This story is about a yearly-event in most-southern locales. As true as its beginnings in the Appalachian Mountains, it’s still true to its roots today in the modern . This event is simply called, “Decoration Day.”
“Decoration Day,” was when families and friends gathered at cemeteries in the south to decorate the graves of their family members or a close neighbors. No one really knows why this tradition-turned-event came to be, but it swiftly became a “must attend” ritualistic rite of spring at small area churches in with storied names such as: New Hope Church, Pleasant Ridge, Pleasant Grove (churches), all located in and around Hamilton, Alabama.
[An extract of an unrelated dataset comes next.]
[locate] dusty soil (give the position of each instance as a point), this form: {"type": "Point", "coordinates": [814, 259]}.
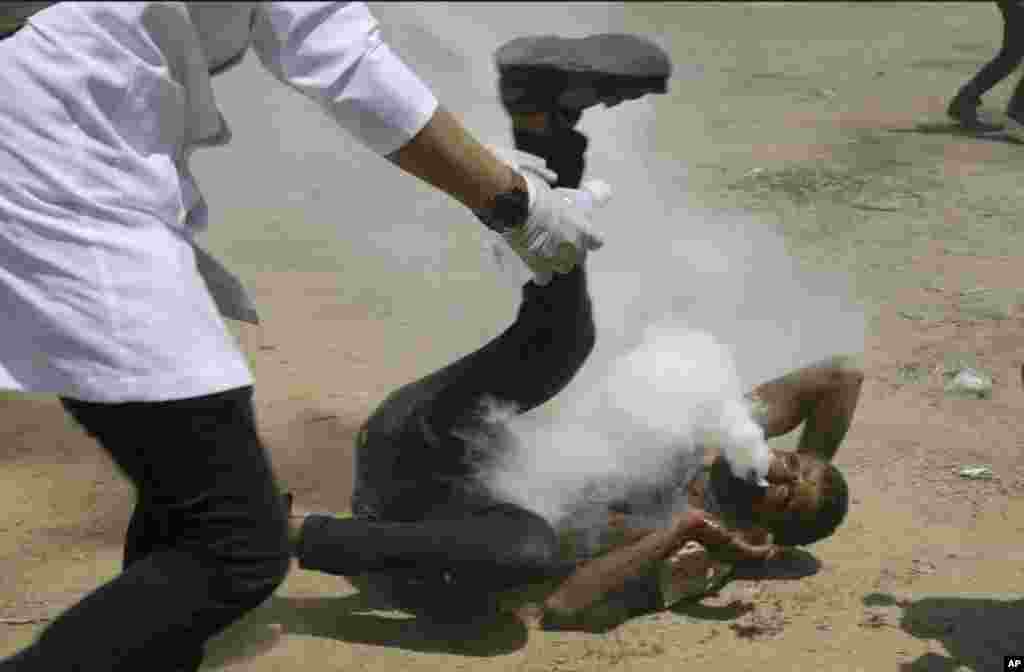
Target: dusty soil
{"type": "Point", "coordinates": [809, 117]}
A “Decoration Day” was usually set for the first Sunday in May. The morning services were dismissed for the day to give the crowds, young and old alike, not only time to pay respects through home-made flower arrangements, but to simply a time to talk and catch-up with area news and other items of interest.
To make a “Decoration Day,” complete, there was always an all-day singing with singers, some famous, some not, spending the afternoon with the decoration crowds to just relax and enjoy a style of music that still has its place in the modern south in 2012. Sometimes the singers would be an up and coming Gospel quartet such as the famous Blackwood Brothers, who made the “decoration circuit,” in their early days along with the Statesmen with Hovie Lister at the piano--’plucking the ivory’ to the delight of the crowds using the traditional funeral home fans with a painting of Jesus, as the Good Shepherd on the back.
Everyone loved “Decoration Day,” for another reason: Dinner on the ground. That was a delightful added event held at the noon hour. Before fellowship halls were built at these small southern churches, and the weather cooperating, people literally spread blankets and quilts on the fresh grass around the outside of the church and put out a feast that would tempt even Henry The VIII. Southern fried chicken, tasty potato salad, always a ‘decoration’ staple, and desserts designed for consumption without any table manners.
After lunch was over, families and friends would gather back inside the church building for an afternoon of congregational singing or more Gospel quartet singing. Either way, the day was filled with good food, fellowship and laughter that made ‘decorations” and “Decoration Day” a highly-anticipated southern event that is still alive today.
During the 1940’s, and even to the 1950’s, “Decoration Days,” were times when a young boy got to “court” the sweetheart of his fancy under a stately hickory tree that always stood near the cemetery. He dressed in his “Sunday best,”--suit, shined shoes and greased-down hair and the girl in her prettiest spring dress that her mother either made for her or bought at a local dry goods store with money made from a cotton crop.
Priceless memories. Irreplaceable times. These terms best describe a special part of southern culture, and an event called, the “decoration.”